Saturday, June 13, 2015

Poverty porn comes to your TV...

The Roman poet Juvenal coined the phrase ‘Bread and Circuses’ somewhere around the 1st century. The phrase, in a nutshell, refers to the belief that the common man isn’t interested in his civic duty, his freedom or even the welfare of his fellow man. The common folk are simply interested in their own entertainment and are happy as long as they’re distracted from real issues surrounding them – the more outrageous the better.

The Bread and Circuses effect is on full and obscene display these days, and one need look no further than the CBS television network and their new show ‘The Briefcase’.

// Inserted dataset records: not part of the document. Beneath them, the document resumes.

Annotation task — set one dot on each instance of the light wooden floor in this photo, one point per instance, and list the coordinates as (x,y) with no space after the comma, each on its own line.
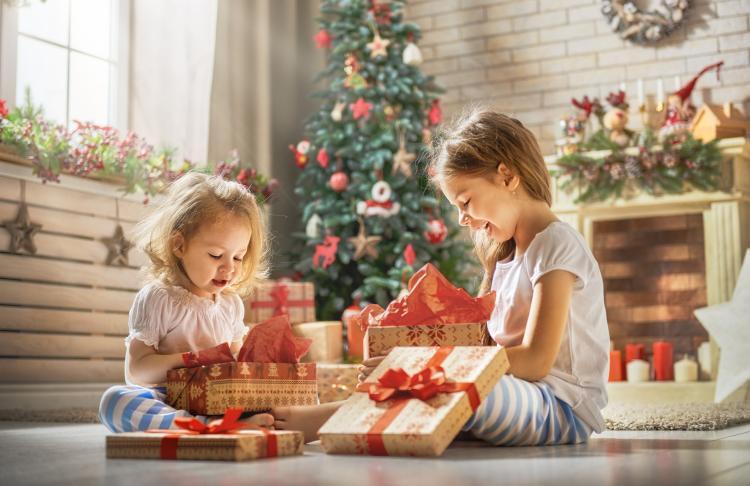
(74,454)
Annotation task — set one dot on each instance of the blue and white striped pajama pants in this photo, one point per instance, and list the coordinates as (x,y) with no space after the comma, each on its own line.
(522,413)
(130,408)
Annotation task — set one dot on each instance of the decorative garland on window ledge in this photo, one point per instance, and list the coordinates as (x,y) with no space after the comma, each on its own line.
(616,172)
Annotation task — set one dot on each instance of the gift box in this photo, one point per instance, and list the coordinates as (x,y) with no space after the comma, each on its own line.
(415,402)
(217,441)
(379,340)
(209,390)
(270,299)
(336,381)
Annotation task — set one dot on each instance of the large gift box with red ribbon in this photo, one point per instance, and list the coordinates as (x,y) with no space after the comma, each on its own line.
(415,402)
(220,440)
(281,297)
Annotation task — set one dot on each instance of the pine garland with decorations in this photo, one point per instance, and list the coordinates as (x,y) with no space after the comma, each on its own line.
(368,212)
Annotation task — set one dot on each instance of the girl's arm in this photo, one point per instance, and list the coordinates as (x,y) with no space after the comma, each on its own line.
(548,315)
(145,365)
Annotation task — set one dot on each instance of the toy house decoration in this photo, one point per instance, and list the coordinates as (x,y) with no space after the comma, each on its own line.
(719,121)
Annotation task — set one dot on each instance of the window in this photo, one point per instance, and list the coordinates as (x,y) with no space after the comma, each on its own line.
(72,56)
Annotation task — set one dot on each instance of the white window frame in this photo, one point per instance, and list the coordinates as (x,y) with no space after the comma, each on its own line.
(120,88)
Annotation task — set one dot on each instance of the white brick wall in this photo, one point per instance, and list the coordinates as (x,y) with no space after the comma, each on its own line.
(529,57)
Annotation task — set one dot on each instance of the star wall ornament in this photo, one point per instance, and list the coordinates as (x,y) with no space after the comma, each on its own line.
(22,231)
(363,244)
(729,325)
(378,46)
(118,247)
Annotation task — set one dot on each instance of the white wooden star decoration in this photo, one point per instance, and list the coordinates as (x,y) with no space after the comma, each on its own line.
(22,231)
(729,324)
(118,247)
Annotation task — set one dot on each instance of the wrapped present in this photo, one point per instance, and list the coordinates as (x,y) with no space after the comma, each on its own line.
(270,299)
(220,440)
(267,374)
(336,381)
(431,313)
(327,340)
(415,402)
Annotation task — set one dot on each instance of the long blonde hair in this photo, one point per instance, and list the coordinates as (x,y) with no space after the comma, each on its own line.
(192,200)
(475,144)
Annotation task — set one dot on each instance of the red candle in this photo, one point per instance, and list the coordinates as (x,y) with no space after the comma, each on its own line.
(615,366)
(663,362)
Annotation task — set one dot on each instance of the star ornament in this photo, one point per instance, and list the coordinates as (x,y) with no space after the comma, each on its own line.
(363,244)
(378,46)
(729,326)
(22,231)
(118,247)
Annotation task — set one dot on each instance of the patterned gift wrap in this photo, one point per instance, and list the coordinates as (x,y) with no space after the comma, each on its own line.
(210,390)
(379,340)
(336,381)
(297,299)
(241,445)
(407,426)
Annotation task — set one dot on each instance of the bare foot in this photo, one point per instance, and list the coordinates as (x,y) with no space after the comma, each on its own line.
(307,418)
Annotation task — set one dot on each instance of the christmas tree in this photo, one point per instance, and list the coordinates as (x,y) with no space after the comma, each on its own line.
(370,215)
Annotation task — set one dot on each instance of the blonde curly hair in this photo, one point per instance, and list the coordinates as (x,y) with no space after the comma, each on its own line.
(191,201)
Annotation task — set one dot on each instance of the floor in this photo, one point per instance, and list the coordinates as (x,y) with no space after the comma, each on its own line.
(74,454)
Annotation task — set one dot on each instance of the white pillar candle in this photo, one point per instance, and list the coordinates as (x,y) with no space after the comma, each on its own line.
(685,370)
(638,371)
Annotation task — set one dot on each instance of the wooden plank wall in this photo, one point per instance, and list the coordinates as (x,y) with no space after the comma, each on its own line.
(654,274)
(63,312)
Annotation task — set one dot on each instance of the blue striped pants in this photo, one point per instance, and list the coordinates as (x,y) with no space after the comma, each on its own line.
(130,408)
(522,413)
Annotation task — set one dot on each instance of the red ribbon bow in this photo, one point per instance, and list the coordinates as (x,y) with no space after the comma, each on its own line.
(228,424)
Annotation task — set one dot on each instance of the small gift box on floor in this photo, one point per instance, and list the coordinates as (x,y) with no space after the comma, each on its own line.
(267,374)
(271,299)
(220,440)
(432,313)
(415,402)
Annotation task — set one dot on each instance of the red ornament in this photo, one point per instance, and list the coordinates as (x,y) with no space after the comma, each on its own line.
(360,109)
(323,39)
(409,255)
(322,158)
(339,181)
(436,231)
(435,116)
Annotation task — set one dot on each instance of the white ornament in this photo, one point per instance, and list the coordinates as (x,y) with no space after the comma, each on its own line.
(412,56)
(729,325)
(312,229)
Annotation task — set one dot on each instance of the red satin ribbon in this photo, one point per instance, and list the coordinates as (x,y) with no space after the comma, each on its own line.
(396,384)
(226,425)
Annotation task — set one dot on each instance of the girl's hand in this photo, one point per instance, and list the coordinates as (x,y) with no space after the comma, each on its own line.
(367,367)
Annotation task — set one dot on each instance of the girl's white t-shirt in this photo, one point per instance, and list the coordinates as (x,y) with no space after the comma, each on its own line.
(579,373)
(174,320)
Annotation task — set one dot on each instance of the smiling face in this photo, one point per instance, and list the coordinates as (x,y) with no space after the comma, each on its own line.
(212,257)
(486,203)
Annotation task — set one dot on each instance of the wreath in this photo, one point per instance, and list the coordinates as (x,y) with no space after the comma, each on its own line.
(632,24)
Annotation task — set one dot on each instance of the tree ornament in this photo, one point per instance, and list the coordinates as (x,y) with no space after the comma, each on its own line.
(339,181)
(323,39)
(363,244)
(322,158)
(437,231)
(412,56)
(378,46)
(22,231)
(380,204)
(326,252)
(338,110)
(402,159)
(435,116)
(118,247)
(312,228)
(360,109)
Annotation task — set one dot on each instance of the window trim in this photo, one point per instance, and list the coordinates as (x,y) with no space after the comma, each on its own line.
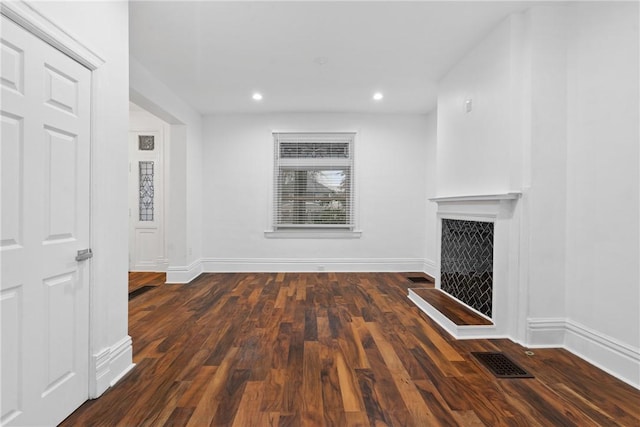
(351,231)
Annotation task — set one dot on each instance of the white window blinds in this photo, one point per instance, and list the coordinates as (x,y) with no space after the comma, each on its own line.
(313,181)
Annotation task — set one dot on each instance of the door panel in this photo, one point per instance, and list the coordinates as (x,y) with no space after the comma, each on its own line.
(45,150)
(146,236)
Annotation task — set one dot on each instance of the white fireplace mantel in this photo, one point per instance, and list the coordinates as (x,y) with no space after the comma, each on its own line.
(501,210)
(512,195)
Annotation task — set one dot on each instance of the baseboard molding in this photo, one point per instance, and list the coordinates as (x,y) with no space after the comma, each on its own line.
(547,332)
(612,356)
(109,365)
(310,265)
(184,274)
(429,267)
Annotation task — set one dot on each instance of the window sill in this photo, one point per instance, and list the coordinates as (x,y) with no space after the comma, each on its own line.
(312,234)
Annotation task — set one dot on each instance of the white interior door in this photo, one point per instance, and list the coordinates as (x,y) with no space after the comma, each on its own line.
(146,233)
(44,295)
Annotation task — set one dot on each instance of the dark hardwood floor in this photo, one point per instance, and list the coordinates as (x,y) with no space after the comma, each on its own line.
(138,279)
(335,350)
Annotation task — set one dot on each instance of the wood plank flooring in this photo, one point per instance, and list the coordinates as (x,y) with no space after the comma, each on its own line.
(333,350)
(452,309)
(138,279)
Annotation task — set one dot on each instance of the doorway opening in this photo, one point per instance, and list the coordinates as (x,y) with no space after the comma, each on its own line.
(148,173)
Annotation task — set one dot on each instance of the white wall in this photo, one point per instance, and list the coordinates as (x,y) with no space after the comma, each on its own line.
(474,148)
(545,199)
(570,144)
(390,184)
(602,249)
(184,236)
(103,28)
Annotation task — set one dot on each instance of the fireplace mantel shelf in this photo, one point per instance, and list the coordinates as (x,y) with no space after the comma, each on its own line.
(478,197)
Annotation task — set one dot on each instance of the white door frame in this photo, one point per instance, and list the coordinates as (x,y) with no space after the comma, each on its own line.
(40,26)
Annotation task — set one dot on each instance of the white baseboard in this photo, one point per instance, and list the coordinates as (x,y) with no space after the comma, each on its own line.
(184,274)
(547,332)
(612,356)
(109,365)
(308,265)
(429,267)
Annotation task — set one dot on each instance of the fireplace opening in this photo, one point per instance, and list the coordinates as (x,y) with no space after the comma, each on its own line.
(466,268)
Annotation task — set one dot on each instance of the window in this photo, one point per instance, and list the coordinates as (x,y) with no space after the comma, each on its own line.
(313,181)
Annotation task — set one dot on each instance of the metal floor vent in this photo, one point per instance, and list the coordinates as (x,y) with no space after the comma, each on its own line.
(500,365)
(140,291)
(418,279)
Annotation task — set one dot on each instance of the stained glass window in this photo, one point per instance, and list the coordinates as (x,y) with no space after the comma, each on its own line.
(146,191)
(146,142)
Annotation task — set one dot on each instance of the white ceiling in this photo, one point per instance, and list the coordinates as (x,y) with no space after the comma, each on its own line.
(308,56)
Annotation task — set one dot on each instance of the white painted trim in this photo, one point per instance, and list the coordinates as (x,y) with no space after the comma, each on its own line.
(548,332)
(312,234)
(512,195)
(109,365)
(430,268)
(460,332)
(23,14)
(226,265)
(184,274)
(607,353)
(106,366)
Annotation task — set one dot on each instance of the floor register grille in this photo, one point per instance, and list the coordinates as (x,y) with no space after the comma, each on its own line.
(500,365)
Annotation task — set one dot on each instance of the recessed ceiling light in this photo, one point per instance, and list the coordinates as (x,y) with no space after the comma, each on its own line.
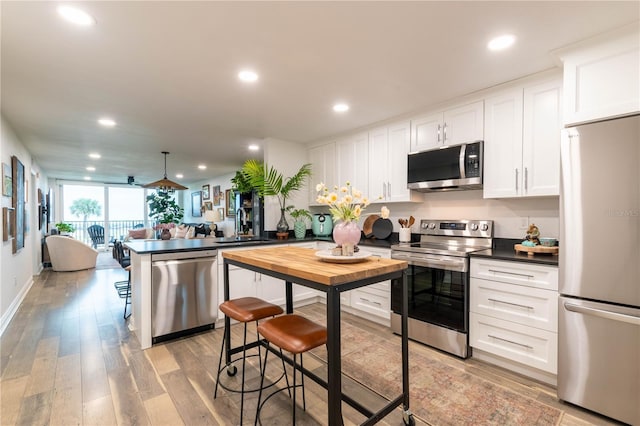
(76,16)
(502,42)
(106,122)
(248,76)
(341,107)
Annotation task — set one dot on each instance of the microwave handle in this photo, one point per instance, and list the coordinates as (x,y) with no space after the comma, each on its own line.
(463,150)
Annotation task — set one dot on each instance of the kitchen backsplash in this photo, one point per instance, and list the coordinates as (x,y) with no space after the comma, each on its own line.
(511,216)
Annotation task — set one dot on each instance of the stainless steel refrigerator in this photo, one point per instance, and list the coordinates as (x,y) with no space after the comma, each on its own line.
(599,311)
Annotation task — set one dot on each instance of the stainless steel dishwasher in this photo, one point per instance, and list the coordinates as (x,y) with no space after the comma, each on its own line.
(183,293)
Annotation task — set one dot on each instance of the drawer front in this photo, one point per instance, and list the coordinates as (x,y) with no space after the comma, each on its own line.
(527,345)
(524,305)
(529,274)
(372,303)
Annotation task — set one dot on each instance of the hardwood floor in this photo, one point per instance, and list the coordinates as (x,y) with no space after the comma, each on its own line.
(68,358)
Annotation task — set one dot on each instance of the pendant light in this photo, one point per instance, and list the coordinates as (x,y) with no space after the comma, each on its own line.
(164,184)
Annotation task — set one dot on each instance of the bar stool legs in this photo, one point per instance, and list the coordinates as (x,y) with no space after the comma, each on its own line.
(244,310)
(294,334)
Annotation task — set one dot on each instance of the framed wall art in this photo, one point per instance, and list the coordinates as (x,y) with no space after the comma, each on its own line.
(18,201)
(196,204)
(230,203)
(7,183)
(7,223)
(216,195)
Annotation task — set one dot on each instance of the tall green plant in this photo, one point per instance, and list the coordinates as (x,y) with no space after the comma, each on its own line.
(163,208)
(266,180)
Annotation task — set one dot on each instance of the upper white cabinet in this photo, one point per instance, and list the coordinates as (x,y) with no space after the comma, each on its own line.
(602,77)
(454,126)
(388,149)
(522,141)
(323,168)
(352,157)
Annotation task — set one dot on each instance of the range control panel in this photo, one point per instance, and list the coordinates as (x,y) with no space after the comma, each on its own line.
(457,228)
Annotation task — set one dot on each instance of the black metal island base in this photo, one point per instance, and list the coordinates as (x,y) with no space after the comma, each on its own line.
(301,266)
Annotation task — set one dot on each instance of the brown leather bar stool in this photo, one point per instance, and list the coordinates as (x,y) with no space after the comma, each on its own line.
(244,310)
(295,334)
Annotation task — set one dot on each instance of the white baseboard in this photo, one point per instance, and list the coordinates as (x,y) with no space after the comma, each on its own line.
(13,308)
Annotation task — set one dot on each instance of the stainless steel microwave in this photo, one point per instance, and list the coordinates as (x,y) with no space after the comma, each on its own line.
(453,167)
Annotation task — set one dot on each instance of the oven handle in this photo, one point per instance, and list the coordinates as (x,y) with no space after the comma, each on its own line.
(447,264)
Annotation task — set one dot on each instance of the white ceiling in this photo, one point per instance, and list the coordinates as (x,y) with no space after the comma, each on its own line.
(166,72)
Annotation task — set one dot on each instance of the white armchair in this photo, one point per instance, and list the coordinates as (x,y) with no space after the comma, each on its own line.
(67,254)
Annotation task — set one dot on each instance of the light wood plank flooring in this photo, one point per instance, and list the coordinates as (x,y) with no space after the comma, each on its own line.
(68,358)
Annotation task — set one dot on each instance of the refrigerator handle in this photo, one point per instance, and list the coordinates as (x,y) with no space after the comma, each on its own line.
(631,319)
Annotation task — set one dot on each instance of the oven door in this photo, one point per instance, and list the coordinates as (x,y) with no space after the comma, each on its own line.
(438,290)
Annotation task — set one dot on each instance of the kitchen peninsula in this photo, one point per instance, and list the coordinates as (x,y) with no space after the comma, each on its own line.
(161,308)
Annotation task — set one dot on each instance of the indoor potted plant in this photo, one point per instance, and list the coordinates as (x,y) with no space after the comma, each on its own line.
(300,217)
(65,228)
(165,212)
(266,180)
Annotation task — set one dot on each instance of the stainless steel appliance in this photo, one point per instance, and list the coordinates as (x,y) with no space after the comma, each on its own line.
(439,282)
(599,311)
(183,293)
(447,168)
(321,225)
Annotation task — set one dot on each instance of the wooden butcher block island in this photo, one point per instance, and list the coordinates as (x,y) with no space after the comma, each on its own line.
(302,266)
(303,263)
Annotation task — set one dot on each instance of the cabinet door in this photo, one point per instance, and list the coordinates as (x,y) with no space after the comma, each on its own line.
(398,148)
(541,139)
(464,124)
(323,168)
(378,163)
(353,162)
(503,145)
(426,132)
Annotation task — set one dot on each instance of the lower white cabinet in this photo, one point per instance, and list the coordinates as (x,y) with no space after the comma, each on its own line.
(514,314)
(373,301)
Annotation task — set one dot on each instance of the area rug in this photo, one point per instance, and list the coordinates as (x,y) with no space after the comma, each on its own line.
(441,394)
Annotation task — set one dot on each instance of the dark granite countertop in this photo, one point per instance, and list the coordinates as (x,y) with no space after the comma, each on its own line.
(503,250)
(197,244)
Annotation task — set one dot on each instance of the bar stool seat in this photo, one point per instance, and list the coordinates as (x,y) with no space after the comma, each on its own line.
(244,310)
(295,334)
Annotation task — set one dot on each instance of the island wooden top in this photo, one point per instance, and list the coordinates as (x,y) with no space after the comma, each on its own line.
(303,263)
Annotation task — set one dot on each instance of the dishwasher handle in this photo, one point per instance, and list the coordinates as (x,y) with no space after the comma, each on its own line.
(197,254)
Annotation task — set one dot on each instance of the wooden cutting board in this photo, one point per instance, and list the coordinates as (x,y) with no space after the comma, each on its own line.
(537,249)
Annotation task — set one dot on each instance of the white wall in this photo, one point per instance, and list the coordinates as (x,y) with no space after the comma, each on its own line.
(18,269)
(510,216)
(286,157)
(227,225)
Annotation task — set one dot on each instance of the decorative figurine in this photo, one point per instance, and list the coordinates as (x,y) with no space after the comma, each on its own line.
(533,236)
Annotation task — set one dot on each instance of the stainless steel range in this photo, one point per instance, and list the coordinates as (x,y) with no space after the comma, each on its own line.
(439,282)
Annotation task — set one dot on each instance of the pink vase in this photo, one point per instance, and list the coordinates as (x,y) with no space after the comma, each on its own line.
(346,233)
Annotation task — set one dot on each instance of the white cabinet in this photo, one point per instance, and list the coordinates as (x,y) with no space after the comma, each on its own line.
(514,312)
(522,141)
(601,78)
(323,168)
(373,301)
(454,126)
(388,149)
(352,156)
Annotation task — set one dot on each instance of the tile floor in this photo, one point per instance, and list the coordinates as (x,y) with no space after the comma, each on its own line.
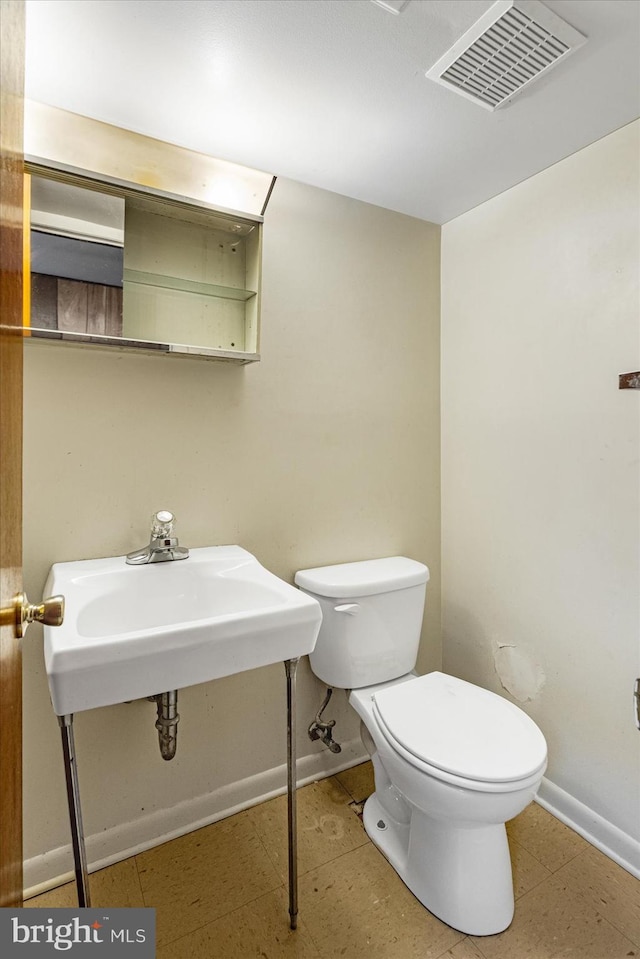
(220,892)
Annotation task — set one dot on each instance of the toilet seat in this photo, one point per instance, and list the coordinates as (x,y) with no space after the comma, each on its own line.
(455,730)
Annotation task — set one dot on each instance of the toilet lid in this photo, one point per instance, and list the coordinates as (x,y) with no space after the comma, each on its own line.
(461,728)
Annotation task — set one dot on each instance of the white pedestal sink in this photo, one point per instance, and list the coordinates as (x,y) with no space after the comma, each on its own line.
(133,631)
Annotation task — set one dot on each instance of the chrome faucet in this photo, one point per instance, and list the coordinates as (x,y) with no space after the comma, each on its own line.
(163,546)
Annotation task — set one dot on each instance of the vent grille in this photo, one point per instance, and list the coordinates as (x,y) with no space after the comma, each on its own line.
(512,45)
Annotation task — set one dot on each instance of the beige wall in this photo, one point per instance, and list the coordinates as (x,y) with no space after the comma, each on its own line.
(326,451)
(540,478)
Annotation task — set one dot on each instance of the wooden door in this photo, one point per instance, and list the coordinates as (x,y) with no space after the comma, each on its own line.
(12,36)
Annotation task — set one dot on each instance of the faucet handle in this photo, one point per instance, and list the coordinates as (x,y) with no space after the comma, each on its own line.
(162,524)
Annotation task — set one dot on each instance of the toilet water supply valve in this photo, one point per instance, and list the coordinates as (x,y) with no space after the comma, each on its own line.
(323,731)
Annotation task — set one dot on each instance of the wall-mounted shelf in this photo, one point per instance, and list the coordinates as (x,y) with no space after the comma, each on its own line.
(187,286)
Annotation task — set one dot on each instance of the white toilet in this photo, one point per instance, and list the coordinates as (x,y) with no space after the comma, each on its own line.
(452,762)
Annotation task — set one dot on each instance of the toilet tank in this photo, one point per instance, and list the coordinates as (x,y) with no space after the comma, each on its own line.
(371,619)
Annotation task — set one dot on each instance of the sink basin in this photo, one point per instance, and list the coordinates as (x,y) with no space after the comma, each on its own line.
(134,631)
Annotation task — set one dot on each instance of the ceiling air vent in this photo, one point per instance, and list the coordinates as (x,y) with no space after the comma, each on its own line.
(514,43)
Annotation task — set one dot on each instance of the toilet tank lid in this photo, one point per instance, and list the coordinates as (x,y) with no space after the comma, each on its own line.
(364,578)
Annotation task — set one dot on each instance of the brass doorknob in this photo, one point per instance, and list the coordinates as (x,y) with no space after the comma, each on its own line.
(22,612)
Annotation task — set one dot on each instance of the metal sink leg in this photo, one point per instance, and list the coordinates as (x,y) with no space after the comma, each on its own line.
(75,812)
(291,666)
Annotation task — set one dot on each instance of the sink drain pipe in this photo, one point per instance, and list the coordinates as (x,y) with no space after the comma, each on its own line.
(167,722)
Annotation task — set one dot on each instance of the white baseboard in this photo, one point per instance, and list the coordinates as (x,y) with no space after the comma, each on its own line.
(128,839)
(613,842)
(55,867)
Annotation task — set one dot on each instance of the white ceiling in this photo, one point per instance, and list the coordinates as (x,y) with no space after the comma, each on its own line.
(333,92)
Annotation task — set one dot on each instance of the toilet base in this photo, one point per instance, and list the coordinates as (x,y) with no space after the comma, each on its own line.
(461,874)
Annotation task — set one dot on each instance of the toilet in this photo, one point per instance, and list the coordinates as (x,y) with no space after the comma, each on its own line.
(452,762)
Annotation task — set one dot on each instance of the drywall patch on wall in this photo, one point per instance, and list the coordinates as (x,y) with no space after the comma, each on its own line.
(518,673)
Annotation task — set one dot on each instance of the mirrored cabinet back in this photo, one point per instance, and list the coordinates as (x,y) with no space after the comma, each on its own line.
(116,265)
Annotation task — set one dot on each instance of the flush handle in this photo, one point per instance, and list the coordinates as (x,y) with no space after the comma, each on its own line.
(22,612)
(351,609)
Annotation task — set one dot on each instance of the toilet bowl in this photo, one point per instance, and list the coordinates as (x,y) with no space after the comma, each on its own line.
(452,762)
(441,830)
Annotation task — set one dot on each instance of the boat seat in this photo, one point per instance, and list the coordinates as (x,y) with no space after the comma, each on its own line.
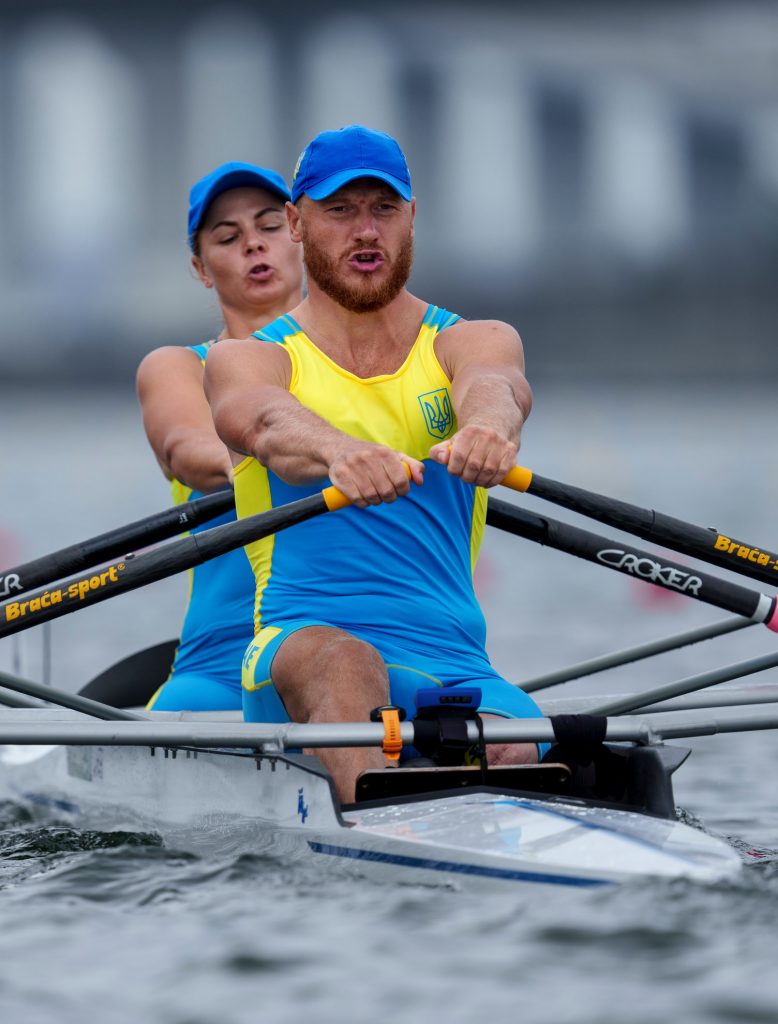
(382,783)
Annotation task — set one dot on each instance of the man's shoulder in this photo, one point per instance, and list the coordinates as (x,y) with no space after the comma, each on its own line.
(484,330)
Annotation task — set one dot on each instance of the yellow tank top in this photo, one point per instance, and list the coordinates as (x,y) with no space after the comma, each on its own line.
(402,569)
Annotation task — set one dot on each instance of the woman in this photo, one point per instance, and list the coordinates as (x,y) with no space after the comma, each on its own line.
(243,250)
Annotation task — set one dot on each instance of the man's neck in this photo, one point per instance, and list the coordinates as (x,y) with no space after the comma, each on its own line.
(365,344)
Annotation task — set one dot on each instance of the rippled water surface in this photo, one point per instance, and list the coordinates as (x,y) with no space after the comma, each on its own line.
(114,927)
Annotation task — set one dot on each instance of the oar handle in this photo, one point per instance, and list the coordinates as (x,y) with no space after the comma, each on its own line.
(335,499)
(518,478)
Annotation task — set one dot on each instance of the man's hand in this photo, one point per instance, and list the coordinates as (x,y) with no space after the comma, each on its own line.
(370,474)
(479,455)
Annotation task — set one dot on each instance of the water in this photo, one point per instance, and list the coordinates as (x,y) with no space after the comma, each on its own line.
(114,927)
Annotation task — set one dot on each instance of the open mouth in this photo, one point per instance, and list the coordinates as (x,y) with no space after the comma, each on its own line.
(368,260)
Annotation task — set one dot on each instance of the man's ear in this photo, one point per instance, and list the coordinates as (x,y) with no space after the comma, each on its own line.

In this ‘reality’ show, two financially struggling families are made to deliberate over the decision of whether or not to accept $101,000 or to give it to another family in need. Each family is given this briefcase filled with money, and the first thing they’re made to do is spend $1,000 on themselves – a luxury seldom afforded to the deceptively named ‘American middle class family’.  It’s a clever ploy to give these unfortunate souls a taste of what it’s like to have disposable income so that they’re more prone to take the money and look like selfish miscreants when they make a ‘selfish’ decision.

Viewers of the show get to bear witness as these families wrestle with the choice of whether or not to keep the money, and if the decision wasn’t hard enough, they’re made to tour the other family’s home just to see how bad off they are. “What’s that you say? You’re trying to raise a family of five on $15 an hour? Well, the family you could be helping is expecting a new baby and the dad lost a leg in Iraq! Are you sure you really need this hundred grand?”  As these families are torn apart emotionally by this potentially life changing decision, you have commercials airing for luxury cars, credit cards and Hawaiian vacations in between.  How ironic. It might be funny if it weren’t so disgusting.

It’s profit from poverty, and what makes me really nauseous is the fact that there are going to be people who not only find this entertaining – but amusing. Don’t believe me?  I saw firsthand the other day how much contempt some folks have for those a little less fortunate while on my morning drive to work.

Every morning I take Wheeler Boulevard and generally find myself at a red light at the intersection of Champlain and Wheeler. Most mornings there will be someone standing at the chain link fence on the side of the road with a cup or hat, hoping that motorists might donate some spare change. I don’t have money every day, but on days that I do I happily contribute.  Last Tuesday morning, in the middle of a downpour, I watched as the driver of a very expensive SUV rolled down their window and forcefully threw what looked to be a handful of dimes and nickels in the general direction of the fellow who was standing there hoping for some kindness to be extended his way. It was one of the most insulting things I have ever seen one human being do to another in this city.


We’re living in scary times. The rich are preying on what’s left of the middle class, and if you don’t believe that fact you can check out the latest reports on the ever-widening wealth gap between the very rich and the rest of us poor slobs. As we work our day jobs and hope we have a little bit of money left over  for savings and entertainment after all the bills are paid, most direct their ire not at the folks up the line who are enjoying the lion’s share of the fortunes,  but look down their noses at those struggling more than we are.  Many idolize the folks who make more in a week than we do in a year but can’t be bothered even acknowledging the folks who truly need our help. Instead of lending a hand, many put a foot on the head of those in need to feel better about their own less-than-stellar situation.

They’re likely the same folks who sit and watch while honest, hard-working families go on a reality show to have their every move scrutinized and mocked just so they can have a chance at a better life – if only for a little while.  It’s a whole lot of “at least we’re not those people” at play and I suspect ‘The Briefcase’ will have no trouble finding an audience for their brand of poverty porn.

Do you think for one minute the folks with all the real financial power wouldn’t watch the exact same show with folks like you and I in the starring roles?

The fact of the matter is that there are two levels to society; the haves and the have-nots. Compared to the top tier folks in the western world, we are all the have-nots – just on slightly different scales.  The last thing we should be doing is making a spectacle of those who have less than us by not sharing our bread with them and making them the clowns in our circuses.